Posted on 25 May 2012 in Cultura, Política y sociedad

Descubrimiento arqueológico sobre la Belén bíblica

Descubrimiento arqueológico sobre la Belén bíblica

La Autoridad israelí de Antigüedades anunció el 23 de mayo de 2012 un descubrimiento de especial importancia para la ciudad de Belén.

El objeto de 1,5 centímetros, es una especie de esfera de arcilla, datada en el periodo del primer templo judío (1006-586 a. C.) y lleva el nombre de la ciudad de Belén. El descubrimiento constituye la primera evidencia arqueológica de la existencia de Belén en este periodo. «Es la primera vez que el nombre de la ciudad aparece fuera dela Biblia en una inscripción del período del primer Templo Judío, lo que prueba que Belén era una ciudad en el reino de Judea y posiblemente de un periodo anterior», señaló Eli Shukron, director de las excavaciones de la Autoridad israelí de Antigüedades.

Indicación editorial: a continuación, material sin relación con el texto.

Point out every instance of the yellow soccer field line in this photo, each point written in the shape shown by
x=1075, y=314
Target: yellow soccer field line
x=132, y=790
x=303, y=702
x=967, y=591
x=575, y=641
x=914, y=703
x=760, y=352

Trazado en escritura hebrea antigua en tres líneas, el sello lleva las palabras «Bat Lechem» (el nombre antiguo de Belén). El nombre de Belén es bien conocido en la Biblia.Aparece por primera vez en el libro del Génesis como el lugar donde fue enterrada la mujer de Jacob: «Raquel murió y fue sepultada en el camino de Efrata, esto es, Belén» (Gn 35, 19). Belén se cita otras 40 veces en las páginas siguientes. «Los historiadores, por la etimología del nombre, remontan la existencia de este lugar a la época pre-bíblica», dice J.B. Humbert, arqueólogo de la Escuela Bíblica y Arqueológica Francesa de Jerusalén. Sin embargo, la región de Belén nunca se ha beneficiado de excavaciones arqueológicas importantes y ninguna pieza hasta ahora justificaba su existencia. De ahí la importancia de este descubrimiento.

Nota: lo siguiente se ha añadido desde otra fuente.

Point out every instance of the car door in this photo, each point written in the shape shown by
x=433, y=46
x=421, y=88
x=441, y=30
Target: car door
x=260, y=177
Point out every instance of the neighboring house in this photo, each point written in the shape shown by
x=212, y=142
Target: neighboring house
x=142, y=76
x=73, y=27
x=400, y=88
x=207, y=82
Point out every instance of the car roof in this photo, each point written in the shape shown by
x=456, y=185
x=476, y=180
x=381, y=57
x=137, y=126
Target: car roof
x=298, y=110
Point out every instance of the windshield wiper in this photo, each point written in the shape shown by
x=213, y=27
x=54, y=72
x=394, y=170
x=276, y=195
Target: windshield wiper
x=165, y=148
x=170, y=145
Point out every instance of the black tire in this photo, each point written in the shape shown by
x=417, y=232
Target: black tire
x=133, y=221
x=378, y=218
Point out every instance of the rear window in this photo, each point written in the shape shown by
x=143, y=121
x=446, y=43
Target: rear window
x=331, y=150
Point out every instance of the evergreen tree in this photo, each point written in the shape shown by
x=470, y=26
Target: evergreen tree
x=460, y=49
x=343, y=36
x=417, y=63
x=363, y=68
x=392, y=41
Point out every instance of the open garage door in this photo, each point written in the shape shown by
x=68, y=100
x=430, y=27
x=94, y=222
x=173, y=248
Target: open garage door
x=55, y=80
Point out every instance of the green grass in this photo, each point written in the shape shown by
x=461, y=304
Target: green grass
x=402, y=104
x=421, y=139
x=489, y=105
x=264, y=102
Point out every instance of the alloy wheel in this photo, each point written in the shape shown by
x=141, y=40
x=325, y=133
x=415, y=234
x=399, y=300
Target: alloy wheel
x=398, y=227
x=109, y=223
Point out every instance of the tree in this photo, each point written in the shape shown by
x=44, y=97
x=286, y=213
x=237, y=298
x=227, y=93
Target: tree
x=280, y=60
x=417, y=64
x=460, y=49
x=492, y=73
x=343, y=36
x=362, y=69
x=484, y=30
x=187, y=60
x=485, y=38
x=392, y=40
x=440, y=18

Según los arqueólogos israelíes, el sello forma parte de documentos fiscales enviados desde Belén al rey de Jerusalén, en el marco del sistema fiscal de ese reino en los siglos VII y VIII antes de Cristo. La pieza se ha encontrado en los trabajos de excavación de la Ciudad de David, situada fuera de las murallas de la ciudad vieja de Jerusalén.